Rome and the surrounding region will be under curfew at night from Friday onwards as local authorities tighten the rules in response to a spike in cases.


The governor of the Lazio region, Nicola Zingaretti, signed a new ordinance on Wednesday night that imposes a curfew for 30 days from October 23rd.

The regions of Lombardy and Campania have already ordered similar measures that come into effect this week.

READ ALSO: How Italy's regions are tightening Covid-19 restrictions

Lazio's curfew will begin an hour later than theirs, at midnight, and last until 5am.

During these hours, residents must only leave home for an urgent reason such as work, health or other necessities. They will have to carry an 'autodichiarazione', or self-certification form, to justify being on the streets (download a copy here). 

People found out without a valid reason risk a fine from €400 to €3,000.


In addition the city of Rome has declared certain parts of the city no-go zones after 9pm.
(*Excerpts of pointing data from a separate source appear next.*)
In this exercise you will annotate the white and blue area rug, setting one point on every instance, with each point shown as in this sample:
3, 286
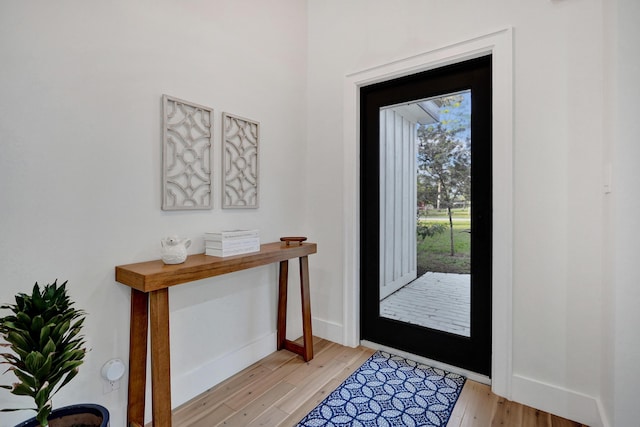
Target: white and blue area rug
389, 391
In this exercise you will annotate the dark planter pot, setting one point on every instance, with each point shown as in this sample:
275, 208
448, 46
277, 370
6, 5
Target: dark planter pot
84, 414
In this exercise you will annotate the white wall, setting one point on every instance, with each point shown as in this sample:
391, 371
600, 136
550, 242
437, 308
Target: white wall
558, 197
622, 349
80, 154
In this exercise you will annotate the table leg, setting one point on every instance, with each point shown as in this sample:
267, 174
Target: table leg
282, 303
307, 334
306, 349
160, 358
138, 329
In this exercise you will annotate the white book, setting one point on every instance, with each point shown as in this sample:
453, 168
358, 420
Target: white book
229, 252
230, 234
233, 243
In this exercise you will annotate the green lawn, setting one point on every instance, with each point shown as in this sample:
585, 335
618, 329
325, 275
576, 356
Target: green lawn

Streets and squares famed for nightlife, including piazza Campo dei Fiori and via del Pigneto, will be blocked off even before the nightly curfew starts to avoid crowding.

Lazio also plans to order secondary schools to move at least 50 percent of teaching online from Monday, while for universities the quota is 75 percent.

The region reported 1,219 new cases on Wednesday, out of a total of more than 20,000 tests.

One of Italy's leading public health experts has warned that Italy's biggest cities have so many infections by now that tracing and testing is no longer enough to effectively contain the surge.

Walter Ricciardi, who advises the Italian government on Covid-19, said that the next resort should be to begin limiting movement.

READ ALSO: Italy's biggest cities 'out of control', warns health expert as new cases top 15,000

While Prime Minister Giuseppe Conte has urged people to "limit unnecessary travel", he insisted that Italy could avoid another nationwide lockdown. 

In the meantime several Italian regions have begun imposing their own restrictions, including curfews, limits on travel and more schooling online.